E. coli was identified. Moreover, this variant displayed a 30 % decrease in KM for the formose reaction and exhibited increased thermostability by 5 °C. The implementation of the FLS pathway offers several advantages. Firstly, it enables the direct conversion of formaldehyde into dihydroxyacetone, eliminating the need for multiple intermediate steps. This simplification of the pathway not only reduces energy and resource requirements but also enhances overall efficiency. Secondly, the streamlined nature of the pathway, requiring only two enzymes, facilitates its integration into synthetic methylotrophic host organisms. The semi-rational approach employed in this study combined rational design and directed evolution, leveraging existing knowledge of the enzyme's structure and function to guide the design of mutations while allowing for random mutations to explore new possibilities. This balanced approach proved successful in generating a highly improved FLS variant.

Audience Take Away

  • The audience will understand the benefits of using synthetic enzymes and directed evolution techniques in enhancing enzyme performance for tailored applications.
  • This research provides a practical solution for improving the efficiency of methanol assimilation, which can benefit researchers working in the field of sustainable and resource- efficient biotechnological processes.
  • The presented work provides valuable insights and knowledge with respect to application of automated high-throughput processes, their optimization and their limitations.
  • ​​​​​​​Specifically, the identification of an improved FLS variant opens up possibilities for the production of CO2-based products and fuels, contributing to the circular economy and reducing carbon emissions.
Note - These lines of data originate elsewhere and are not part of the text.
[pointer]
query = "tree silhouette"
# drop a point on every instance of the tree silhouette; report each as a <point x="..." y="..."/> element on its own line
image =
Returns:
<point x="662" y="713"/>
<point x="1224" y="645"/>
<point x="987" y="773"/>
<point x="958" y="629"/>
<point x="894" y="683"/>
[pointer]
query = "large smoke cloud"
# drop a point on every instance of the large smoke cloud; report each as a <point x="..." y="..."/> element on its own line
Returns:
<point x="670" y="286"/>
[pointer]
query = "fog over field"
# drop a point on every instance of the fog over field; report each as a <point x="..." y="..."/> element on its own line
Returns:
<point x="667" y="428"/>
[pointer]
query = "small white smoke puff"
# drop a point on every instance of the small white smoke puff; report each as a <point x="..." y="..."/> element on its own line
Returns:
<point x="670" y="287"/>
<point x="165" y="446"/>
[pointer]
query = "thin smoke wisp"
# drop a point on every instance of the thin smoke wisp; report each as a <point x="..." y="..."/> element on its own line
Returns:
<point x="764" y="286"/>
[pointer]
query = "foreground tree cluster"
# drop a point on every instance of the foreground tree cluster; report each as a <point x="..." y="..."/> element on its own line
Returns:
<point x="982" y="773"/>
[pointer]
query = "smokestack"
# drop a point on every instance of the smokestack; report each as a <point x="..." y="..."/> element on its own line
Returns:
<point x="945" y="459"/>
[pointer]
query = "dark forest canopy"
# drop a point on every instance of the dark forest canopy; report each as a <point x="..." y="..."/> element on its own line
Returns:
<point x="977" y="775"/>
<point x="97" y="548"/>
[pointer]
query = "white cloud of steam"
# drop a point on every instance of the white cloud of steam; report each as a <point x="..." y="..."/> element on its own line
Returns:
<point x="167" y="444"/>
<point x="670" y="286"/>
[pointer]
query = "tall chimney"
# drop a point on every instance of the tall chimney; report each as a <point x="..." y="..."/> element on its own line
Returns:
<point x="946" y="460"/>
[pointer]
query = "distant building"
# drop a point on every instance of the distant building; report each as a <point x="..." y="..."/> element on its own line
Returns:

Vanessa Wegat studied Biochemistry at the Julius Maximilian University of Würzburg, Germany, and completed her Master of Science in 2017. After a brief excursion into the pharmaceutical industry, she joined the Fraunhofer IGB as a PhD student at the end of 2018. In collaboration with the Technical University of Munich, she successfully defended her doctoral thesis in November 2023. Since December 2022, she has been leading multiple projects focused on high-throughput screening of enzyme libraries and fermentation processes for the production of CO2-based products.